How can I calculate the enthalpy of a reaction?

Since enthalpy is a state function, we only need to know the beginning and end states of the reaction, and we can figure out the standard enthalpy for the reaction.

Standard enthalpies of formation `DeltaH_f^@` are tabulated in Thermodynamics tables you should be able to find in your textbook appendix.

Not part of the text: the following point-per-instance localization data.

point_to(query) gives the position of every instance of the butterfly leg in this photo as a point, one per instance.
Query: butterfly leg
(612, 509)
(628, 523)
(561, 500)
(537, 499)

With those, we can construct the following equation basically looking at the enthalpy required to form each component of the reaction (Enthalpy of formation) and finding the difference between the beginning and end states:

`\mathbf(DeltaH_"rxn"^@ = sum_(P) n_PDeltaH_(f,P)^@ - sum_(R) n_RDeltaH_(f,R)^@)`

where:

• `n` is the number of `"mol"`s of reactant `R` or product `P`. You could also call it the stoichiometric coefficient, since those are relative to each other, as are `"mol"`s.
• `sum` means add (within parentheses).

So, if we take this reaction as an example (using data from here):

`color(green)("CH"_4(g) + 2"O"_2(g) -> "CO"_2(g) + 2"H"_2"O"(g))`

`DeltaH_(f,"CH"_4(g))^@ = "-74.9 kJ/mol"`

`DeltaH_(f,"O"_2(g))^@ = "0 kJ/mol"`

`DeltaH_(f,"CO"_2(g))^@ = "-393.5 kJ/mol"`

`DeltaH_(f,"H"_2"O"(g))^@ = "-241.8 kJ/mol"`

We would be able to calculate the enthalpy for the reaction at standard conditions of `25^@ "C"` and `"1 bar"`:

`color(blue)(DeltaH_"rxn"^@) = sum_(P) n_PDeltaH_(f,P)^@ - sum_(R) n_RDeltaH_(f,R)^@`

`= [n_("CO"_2)DeltaH_(f,"CO"_2(g))^@ + n_("H"_2O)DeltaH_(f,"H"_2"O"(g))^@] - [n_("CH"_4)DeltaH_(f,"CH"_4(g))^@ + n_("O"_2)DeltaH_(f,"O"_2(g))^@]`

`= [(1xx"-393.5 kJ/mol") + (2xx"-241.8 kJ/mol")] - [(1xx"-74.9 kJ/mol") + (2xx"0 kJ/mol")]`

`=` `color(blue)("-802.2 kJ/mol")`

And then if you wanted to calculate `DeltaH_"rxn"` for the same reaction under the same conditions with a different amount of methane, since `DeltaH_"rxn"^@` is defined on a per-mol basis (you could also call it normalized to `"1 mol"`), simply multiply `DeltaH_"rxn"^@` by the quantity:

`"mass of Methane (Limiting Reagent) used"/"mass of 1 mol of Methane (Limiting Reagent)"`

...and that scales the standard reaction down to your reaction (again, if under the same reaction conditions as the standard reaction, and only differing in the amount of limiting reagent used).